Tornando alla competizione elettorale: terzo partito in lizza nelle intenzioni di voto dei britannici è Reform UK, di estrema destra, guidato da Nigel Farage, il populista dichiaratamente euroscettico che nel 2016 fu l’architetto dell’operazione-Brexit. Farage è stato una figura dirompente per la politica britannica, pur non avendo mai tradotto in seggi parlamentari il sostegno raccolto dal suo partito, penalizzato in questo dal meccanismo del sistema elettorale maggioritario britannico. La sua candidatura, annunciata all’ultimo minuto, è vista come “alternativa” ai Conservatori, e quindi assai dannosa per le ambizioni di Rishi Sunak. I temi sono simili, ma con qualche distinzione. Reform Uk, ad esempio, vorrebbe bloccare l’immigrazione non essenziale, ma garantisce che ci sarebbero eccezioni in alcuni settori considerati essenziali, come quello della sanità. Farage è accreditato oggi del 17% dei voti: il suo sogno sarebbe sopravanzare i Conservatori e affermarsi come seconda forza del paese. Più indietro i Lib Dems (Liberal-Democratici, con l’11%) e i Verdi (6%). Mentre lo Scottish National Party (SNP), i nazionalisti scozzesi, tenaci sostenitori del rientro della Scozia nell’Unione Europea, sono accreditati di un 3% complessivo. John Swinney, leader dell’SNP e primo ministro scozzese, continua a battere sul tasto della Brexit: «Ha contribuito in modo significativo all’aumento dei prezzi dei generi alimentari e ha spazzato via miliardi di sterline dall’economia rispetto a quando c’era l’appartenenza all’UE», ha scritto Swinney in una sorta di manifesto elettorale. «Meno soldi nella nostra economia significa meno entrate fiscali che avrebbero potuto essere spese per il servizio sanitario.

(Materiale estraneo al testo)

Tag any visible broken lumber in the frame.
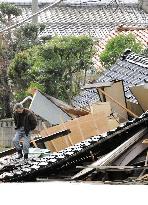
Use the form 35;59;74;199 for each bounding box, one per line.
71;128;148;180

Lo Scottish National Party sta offrendo un futuro diverso: vogliamo che la Scozia torni nell’UE il prima possibile e vogliamo che il Regno Unito abbia le relazioni più strette possibili con l’Europa: questo è nel nostro interesse».

Resta da capire se il Labour, e in particolar modo Keir Starmer, riusciranno a rappresentare la giusta risposta al cambiamento che i cittadini del Regno Unito ormai chiedono a gran voce. Starmer da un lato ha già promesso che ribalterà la strategia industriale del paese, e dunque l’economia, con l’istituzione di un fondo patrimoniale nazionale da 7,3 miliardi di sterline di denaro pubblico (circa 9,2 miliardi di dollari) che aiuterà il paese a “pagare” la transizione verso il traguardo delle “emissioni nette zero” nella rete energetica del Regno Unito entro il 2030 grazie alla costituzione della Great British Energy, che avrà sede in Scozia e investirà in energia pulita. Ma ha anche annunciato una riduzione del budget di spesa destinato agli investimenti green, da 28 miliardi di sterline l’anno a circa 15. La Cnn riassume così il manifesto del Labour: «È un mix di modesto centrismo mescolato a socialismo morbido. Comprende l’imposizione di tasse alle scuole private per aiutare a pagare l’istruzione statale e prelievi straordinari sulle società energetiche per finanziare ulteriormente la transizione verso l’energia pulita. Ci sono anche impegni sui diritti dei lavoratori, sulla riduzione delle liste d’attesa per l'assistenza sanitaria e anche sul controllo dell’immigrazione. I critici di destra dicono che Starmer avrà bisogno di aumentare le tasse per finanziare i suoi piani; mentre gli scettici di sinistra dicono che il suo manifesto non è abbastanza audace o ambizioso da cambiare il Regno Unito in meglio».